James odwrócił znudzony wzrok od matki, która udzielała im swoich corocznych upomnień. Sunął spojrzeniem po tłumach ludzi w kolorowych kurtkach przeciwdeszczowych, nad którymi górowały parasole. Takiego dworca King's Cross jeszcze nigdy nie widział.
Jego wzrok zatrzymał się nagle, kiedy dostrzegł jej drobną, przygarbioną sylwetkę. Wyglądała, jakby kuląc się, starała się ukryć przed deszczem. Mokre, ciemne włosy kleiły się do jej twarzy, po której spływały strużki wody, mocząc cienką, materiałową kurtkę i biały sweter. Dziewczyna trzymała pod jedną pachą kota, równie przemoczonego, co jego właścicielka. Biedne zwierzę machało bezradnie łapkami w powietrzu, zapewne starając się wyrwać z silnego uścisku i uciec w jakieś suche miejsce. Drugą ręką dziewczyna ciągnęła za sobą swój kufer, wyposażony w małe, ale jakże przydatne kółeczka.

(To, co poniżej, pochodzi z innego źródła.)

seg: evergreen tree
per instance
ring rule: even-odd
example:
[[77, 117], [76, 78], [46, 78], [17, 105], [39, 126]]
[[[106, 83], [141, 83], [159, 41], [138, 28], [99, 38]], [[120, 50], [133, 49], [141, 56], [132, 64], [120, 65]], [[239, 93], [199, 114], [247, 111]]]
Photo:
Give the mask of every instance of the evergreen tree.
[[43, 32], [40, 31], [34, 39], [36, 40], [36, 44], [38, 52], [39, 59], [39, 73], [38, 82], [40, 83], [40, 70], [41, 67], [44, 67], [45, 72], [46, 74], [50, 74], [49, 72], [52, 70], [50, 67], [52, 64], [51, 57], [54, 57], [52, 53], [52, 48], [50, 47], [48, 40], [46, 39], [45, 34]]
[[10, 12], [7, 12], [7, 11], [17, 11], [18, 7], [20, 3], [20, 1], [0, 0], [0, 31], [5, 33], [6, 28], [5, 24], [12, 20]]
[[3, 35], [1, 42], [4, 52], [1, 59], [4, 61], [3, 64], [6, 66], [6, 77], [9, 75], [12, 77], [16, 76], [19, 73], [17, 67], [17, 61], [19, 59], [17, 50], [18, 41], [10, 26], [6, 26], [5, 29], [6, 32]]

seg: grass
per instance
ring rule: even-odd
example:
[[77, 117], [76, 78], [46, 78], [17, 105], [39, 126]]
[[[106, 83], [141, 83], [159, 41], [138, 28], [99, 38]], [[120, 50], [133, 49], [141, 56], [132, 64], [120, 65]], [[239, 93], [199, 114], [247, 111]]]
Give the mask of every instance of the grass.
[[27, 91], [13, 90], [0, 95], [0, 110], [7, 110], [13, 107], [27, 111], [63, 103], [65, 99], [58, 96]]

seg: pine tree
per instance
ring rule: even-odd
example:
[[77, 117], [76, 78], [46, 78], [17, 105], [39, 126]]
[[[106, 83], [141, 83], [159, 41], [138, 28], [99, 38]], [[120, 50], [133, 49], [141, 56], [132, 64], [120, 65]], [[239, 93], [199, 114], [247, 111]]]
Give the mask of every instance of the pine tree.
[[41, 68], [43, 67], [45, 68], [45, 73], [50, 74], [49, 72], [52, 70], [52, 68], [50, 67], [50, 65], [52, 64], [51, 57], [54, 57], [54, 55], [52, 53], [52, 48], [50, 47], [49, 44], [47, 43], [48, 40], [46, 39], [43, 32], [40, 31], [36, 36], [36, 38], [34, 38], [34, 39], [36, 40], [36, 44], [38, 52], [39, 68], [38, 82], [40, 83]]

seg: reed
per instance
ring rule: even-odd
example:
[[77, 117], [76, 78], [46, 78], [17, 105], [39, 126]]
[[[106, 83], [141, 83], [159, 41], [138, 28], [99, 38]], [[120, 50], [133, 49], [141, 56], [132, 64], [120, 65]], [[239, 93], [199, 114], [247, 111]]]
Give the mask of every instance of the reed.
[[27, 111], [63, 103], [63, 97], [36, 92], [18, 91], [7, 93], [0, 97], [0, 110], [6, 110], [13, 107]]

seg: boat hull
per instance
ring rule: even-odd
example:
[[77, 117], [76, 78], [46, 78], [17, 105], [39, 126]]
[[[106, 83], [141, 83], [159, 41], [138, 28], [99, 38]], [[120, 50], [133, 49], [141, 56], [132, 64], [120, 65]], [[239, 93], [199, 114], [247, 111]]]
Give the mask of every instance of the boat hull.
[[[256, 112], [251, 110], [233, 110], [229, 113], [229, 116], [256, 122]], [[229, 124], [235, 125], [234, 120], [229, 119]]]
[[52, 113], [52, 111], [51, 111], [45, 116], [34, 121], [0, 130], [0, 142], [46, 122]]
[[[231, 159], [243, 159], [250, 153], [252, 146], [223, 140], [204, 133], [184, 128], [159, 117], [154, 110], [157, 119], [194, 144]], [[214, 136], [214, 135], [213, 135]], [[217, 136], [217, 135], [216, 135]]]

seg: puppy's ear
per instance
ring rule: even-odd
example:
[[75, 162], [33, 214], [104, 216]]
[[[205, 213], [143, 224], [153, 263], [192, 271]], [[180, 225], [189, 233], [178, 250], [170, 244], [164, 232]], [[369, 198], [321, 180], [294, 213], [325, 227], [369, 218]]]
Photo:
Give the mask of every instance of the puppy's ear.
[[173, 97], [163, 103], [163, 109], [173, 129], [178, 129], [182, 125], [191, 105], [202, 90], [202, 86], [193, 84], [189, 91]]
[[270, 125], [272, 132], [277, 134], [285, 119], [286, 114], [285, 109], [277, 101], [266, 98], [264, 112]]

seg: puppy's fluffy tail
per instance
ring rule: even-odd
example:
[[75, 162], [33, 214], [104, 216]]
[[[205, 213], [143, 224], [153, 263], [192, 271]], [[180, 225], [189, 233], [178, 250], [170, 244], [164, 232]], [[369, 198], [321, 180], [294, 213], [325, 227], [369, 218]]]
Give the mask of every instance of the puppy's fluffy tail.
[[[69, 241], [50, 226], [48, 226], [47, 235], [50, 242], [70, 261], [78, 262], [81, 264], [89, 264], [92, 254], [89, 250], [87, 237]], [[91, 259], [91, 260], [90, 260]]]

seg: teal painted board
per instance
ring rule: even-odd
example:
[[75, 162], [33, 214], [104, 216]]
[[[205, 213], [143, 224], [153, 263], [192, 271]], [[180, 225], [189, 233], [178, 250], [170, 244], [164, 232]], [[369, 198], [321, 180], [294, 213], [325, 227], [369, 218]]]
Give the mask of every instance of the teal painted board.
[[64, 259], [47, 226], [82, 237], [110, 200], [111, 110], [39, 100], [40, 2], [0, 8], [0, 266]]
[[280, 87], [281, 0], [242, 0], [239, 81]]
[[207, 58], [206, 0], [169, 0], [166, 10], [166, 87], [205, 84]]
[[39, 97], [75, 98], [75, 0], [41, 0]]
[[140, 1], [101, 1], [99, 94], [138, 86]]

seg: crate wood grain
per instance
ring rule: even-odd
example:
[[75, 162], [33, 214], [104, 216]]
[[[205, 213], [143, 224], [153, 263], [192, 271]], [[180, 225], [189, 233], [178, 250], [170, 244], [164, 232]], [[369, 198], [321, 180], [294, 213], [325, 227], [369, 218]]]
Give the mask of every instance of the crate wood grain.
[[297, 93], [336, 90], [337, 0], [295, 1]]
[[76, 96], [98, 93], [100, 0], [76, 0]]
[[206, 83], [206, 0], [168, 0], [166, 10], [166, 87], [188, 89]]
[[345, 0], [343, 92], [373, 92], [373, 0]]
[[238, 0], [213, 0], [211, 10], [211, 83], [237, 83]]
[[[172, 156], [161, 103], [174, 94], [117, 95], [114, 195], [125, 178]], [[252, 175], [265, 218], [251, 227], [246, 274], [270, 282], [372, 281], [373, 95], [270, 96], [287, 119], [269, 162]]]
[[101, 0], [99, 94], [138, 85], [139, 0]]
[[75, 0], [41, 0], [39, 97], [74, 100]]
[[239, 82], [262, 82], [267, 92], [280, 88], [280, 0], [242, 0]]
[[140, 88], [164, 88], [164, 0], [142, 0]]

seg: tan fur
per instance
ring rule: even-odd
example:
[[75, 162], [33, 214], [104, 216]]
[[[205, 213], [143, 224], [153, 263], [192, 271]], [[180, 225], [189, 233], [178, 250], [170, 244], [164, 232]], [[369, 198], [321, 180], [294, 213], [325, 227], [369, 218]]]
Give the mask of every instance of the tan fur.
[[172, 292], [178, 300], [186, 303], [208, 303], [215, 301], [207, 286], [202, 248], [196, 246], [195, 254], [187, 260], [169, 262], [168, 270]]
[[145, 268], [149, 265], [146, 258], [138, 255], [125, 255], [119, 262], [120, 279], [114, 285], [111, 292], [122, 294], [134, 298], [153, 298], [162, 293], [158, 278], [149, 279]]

Przez krótką chwilę wahał się, czy do niej nie podbiec i nie pomóc jej w bezpiecznym dotarciu do pociągu, ale z zamyślenia wyrwał go głos matki, która niecierpliwie powtarzała jego imię.
- Tak...? - spojrzał na nią roztargniony.
Kiedy spojrzał znów w kierunku dziewczyny, nie było już po niej śladu.
- Obiecaj mi, że będziesz opiekował się Lily - powiedziała kobieta.
Ginny od lat nie mogła pogodzić się z faktem, że jej najmłodsza córeczka nie jest już dzieckiem i potrafi sama zadbać o tym, aby w szkole nie działa się jej krzywda. Lily odziedziczyła charakter po matce i niejednokrotnie pokazała, że wchodzenie jej w drogę może skończyć się niezbyt przyjemnie. Rodzice jednak wciąż widzieli w niej słodkiego szkraba i co roku wymuszali na Jamesie i Albusie obietnicę, że będą nad nią czuwać i nie spuszczą jej z oczu.
- Będę, mamo, jasne, że będę - westchnął tylko, wywołując jednak tym samym na ustach rodzicielki szeroki uśmiech.
- W takim razie uciekajcie do pociągu. I tak już przemokliście - powiedziała Ginny, nie mogąc się jednak powstrzymać przed złożeniem szybkiego całusa na policzku najstarszego ze swych pociech.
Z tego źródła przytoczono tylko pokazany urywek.